Tuesday, October 23, 2007

Google Book Search and... LCSH?

The Inside Google Book Search Blog recently announced that they've "added subject links in a left navigation bar as additional entry points into the index." This, predictably, piqued my interest. I followed the links in the blog entry, poked around a bit, then looked at this book. (Hope that link is persistent... the book is "Asian American Playwrights: A Bio-Bibliographical Critical Sourcebook By Miles Xian Liu") [UPDATE: Either that link evaporated or I screwed up and pointed to the wrong place. Try this one.] See that "Subjects" heading over on the right. Expand it. At least some of those are LCSH! ("Asian Americans in literature" is a dead giveaway.) The first three are close to what one sees in the book and e-book records in Open WorldCat. I've been something very close to living under a rock recently, so maybe this isn't news, but it's news to me at least.

I don't quite know what to think of this. I've heard Google was getting MARC records for books they're digitizing from libraries, but this doesn't appear to be one of those books. Is this a sign they're incorporating library cataloging from other places as well? And to date we haven't seen them do much with that data. Is this the sign of a change? I don't know that we can interpret it that way. This is perpetual beta, remember, and it's Google with roughly a zillion servers, and the ability to try all sorts of things out simultaneously. Just because I see those headings now doesn't mean they'll be there tomorrow, or today for you who is hitting the service through a different route.

To some extent I think this is a good thing. We have a great deal of data in our catalogs that deserves to be put to better use than it currently is.

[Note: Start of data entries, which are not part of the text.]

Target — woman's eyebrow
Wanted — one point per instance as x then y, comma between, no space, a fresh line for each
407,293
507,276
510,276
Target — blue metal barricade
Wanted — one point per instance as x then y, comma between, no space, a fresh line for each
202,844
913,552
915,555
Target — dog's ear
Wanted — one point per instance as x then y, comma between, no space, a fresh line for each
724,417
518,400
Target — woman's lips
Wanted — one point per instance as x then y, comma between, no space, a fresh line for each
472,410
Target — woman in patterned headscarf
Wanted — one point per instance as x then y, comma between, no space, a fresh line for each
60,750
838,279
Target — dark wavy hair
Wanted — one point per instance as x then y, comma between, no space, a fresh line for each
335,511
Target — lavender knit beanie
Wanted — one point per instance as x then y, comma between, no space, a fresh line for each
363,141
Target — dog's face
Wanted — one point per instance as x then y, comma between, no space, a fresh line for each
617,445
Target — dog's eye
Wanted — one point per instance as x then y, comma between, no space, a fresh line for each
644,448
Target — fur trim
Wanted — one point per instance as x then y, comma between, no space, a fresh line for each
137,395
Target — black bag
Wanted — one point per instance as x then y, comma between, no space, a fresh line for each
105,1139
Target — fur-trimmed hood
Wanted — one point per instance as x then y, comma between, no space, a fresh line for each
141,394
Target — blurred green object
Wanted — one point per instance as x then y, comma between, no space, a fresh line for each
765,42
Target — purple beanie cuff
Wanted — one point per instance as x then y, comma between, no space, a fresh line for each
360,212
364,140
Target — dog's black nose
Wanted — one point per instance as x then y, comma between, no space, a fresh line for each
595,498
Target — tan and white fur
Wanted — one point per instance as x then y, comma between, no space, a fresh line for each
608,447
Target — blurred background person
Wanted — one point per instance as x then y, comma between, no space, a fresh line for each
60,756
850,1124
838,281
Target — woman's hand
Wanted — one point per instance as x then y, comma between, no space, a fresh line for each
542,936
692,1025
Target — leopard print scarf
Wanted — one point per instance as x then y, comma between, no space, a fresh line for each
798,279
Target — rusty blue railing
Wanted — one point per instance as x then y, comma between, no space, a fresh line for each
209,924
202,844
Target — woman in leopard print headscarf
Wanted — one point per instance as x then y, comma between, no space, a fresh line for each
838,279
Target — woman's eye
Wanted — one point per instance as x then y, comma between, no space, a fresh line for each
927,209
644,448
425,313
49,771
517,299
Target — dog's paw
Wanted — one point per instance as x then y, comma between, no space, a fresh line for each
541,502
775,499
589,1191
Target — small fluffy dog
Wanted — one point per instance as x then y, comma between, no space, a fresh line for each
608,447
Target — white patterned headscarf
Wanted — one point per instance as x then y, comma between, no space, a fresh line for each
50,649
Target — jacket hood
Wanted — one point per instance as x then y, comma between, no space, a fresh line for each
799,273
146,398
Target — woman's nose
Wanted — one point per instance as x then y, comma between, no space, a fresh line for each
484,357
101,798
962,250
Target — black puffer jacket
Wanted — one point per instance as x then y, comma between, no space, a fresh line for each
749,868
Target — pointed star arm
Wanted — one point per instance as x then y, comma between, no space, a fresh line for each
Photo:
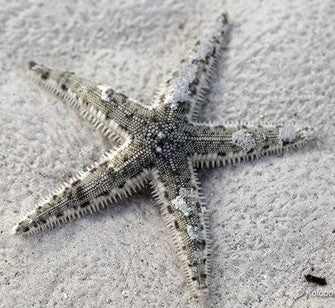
176,189
116,176
110,111
185,88
222,144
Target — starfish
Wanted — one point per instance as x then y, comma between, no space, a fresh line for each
162,145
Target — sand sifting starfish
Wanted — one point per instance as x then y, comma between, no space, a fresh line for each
161,145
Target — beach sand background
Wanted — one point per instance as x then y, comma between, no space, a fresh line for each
272,220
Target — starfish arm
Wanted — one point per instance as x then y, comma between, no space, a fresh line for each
185,88
177,192
230,144
110,111
116,176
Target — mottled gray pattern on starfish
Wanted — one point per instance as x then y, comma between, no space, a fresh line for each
161,145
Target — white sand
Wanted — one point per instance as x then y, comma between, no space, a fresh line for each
272,220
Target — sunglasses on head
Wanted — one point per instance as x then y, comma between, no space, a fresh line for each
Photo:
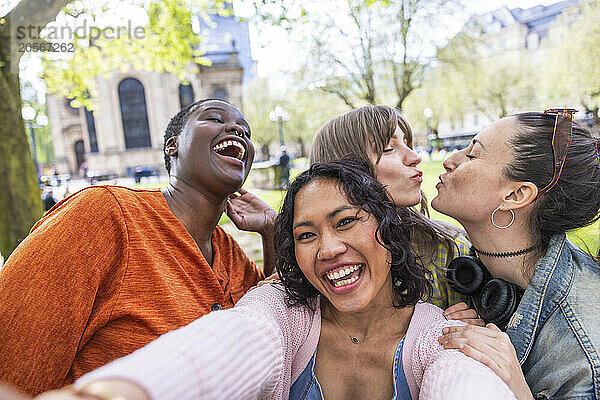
561,140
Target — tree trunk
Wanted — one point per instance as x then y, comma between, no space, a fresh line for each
20,197
20,200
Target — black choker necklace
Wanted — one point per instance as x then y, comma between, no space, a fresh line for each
507,254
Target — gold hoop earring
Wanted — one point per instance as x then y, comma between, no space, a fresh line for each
506,226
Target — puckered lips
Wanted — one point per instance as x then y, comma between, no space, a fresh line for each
343,278
232,148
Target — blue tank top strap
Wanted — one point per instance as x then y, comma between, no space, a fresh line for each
401,389
306,386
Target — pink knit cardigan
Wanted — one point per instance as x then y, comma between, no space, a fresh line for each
258,348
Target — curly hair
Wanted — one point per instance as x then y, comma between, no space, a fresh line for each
176,125
409,277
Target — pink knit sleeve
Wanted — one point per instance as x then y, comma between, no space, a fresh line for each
242,353
449,374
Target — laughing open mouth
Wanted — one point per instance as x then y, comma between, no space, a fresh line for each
344,276
231,148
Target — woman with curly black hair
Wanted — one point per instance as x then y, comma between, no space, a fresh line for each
346,321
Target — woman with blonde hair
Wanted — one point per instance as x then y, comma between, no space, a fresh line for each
383,138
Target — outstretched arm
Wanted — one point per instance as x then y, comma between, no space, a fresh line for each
242,353
249,213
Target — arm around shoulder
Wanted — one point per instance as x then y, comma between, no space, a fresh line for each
449,374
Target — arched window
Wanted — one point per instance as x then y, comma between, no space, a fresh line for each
186,95
134,113
91,123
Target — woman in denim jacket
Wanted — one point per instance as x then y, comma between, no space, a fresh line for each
517,188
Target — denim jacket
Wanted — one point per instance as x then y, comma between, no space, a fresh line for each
556,328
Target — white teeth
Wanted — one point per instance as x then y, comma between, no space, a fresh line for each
346,282
342,273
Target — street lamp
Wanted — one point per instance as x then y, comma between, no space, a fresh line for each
29,115
279,115
428,113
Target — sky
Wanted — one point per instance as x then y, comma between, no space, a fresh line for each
272,50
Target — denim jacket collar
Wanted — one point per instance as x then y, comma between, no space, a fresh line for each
547,289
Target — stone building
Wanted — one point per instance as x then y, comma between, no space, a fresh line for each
508,32
134,107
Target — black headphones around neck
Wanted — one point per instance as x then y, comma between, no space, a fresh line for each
495,300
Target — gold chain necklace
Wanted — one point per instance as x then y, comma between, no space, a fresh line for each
354,339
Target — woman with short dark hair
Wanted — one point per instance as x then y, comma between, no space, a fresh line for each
345,323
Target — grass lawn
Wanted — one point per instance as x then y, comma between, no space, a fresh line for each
587,237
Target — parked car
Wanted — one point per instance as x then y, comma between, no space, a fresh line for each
143,171
96,176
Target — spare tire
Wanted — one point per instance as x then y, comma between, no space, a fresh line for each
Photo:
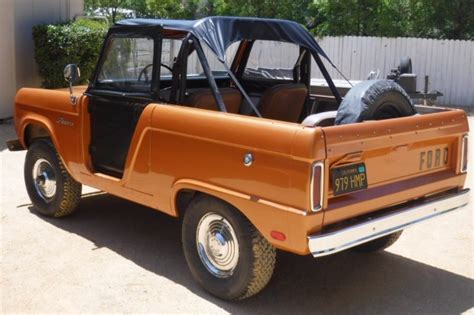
374,100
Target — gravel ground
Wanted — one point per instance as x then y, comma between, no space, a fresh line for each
117,257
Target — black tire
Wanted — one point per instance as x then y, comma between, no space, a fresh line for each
405,65
59,201
378,244
256,257
374,100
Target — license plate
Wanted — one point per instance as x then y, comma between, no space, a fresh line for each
348,178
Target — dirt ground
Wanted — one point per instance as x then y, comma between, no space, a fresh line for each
115,256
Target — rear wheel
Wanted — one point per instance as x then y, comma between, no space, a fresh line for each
51,189
225,253
378,244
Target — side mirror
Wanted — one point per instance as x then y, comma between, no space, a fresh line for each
72,74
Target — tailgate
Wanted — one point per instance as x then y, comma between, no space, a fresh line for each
394,161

It's great to see this data making its way into services such as GBS, and for GBS to realize "subjects" are useful, perhaps even essential, access points. (I'll skip in this post a rant about the many things "subject" can mean, including "genre" [pet peeve warning!], and my thoughts on when this data needs to be human-generated and when it doesn't.)

But I'm surprised to see the precoordinated headings there. One of them seems to have the free-floating --Biography and --Dictionaries removed, but Dictionaries stays in two of the headings. It's also interesting, although I don't know what it means, that the delimiter between parts of the heading in GBS is / rather than --. I'm wondering if there's any intelligent processing at work here or if this is a quick and dirty approach to providing subject access. These headings have a subfield structure that would make it trivial to just leave in the topical aspects (according to some definition of topical that doesn't match mine, especially for music) and remove the rest. Why wasn't this done? Does GBS perceive value in the precoordinated headings? Or have they just not spent time focusing on this yet?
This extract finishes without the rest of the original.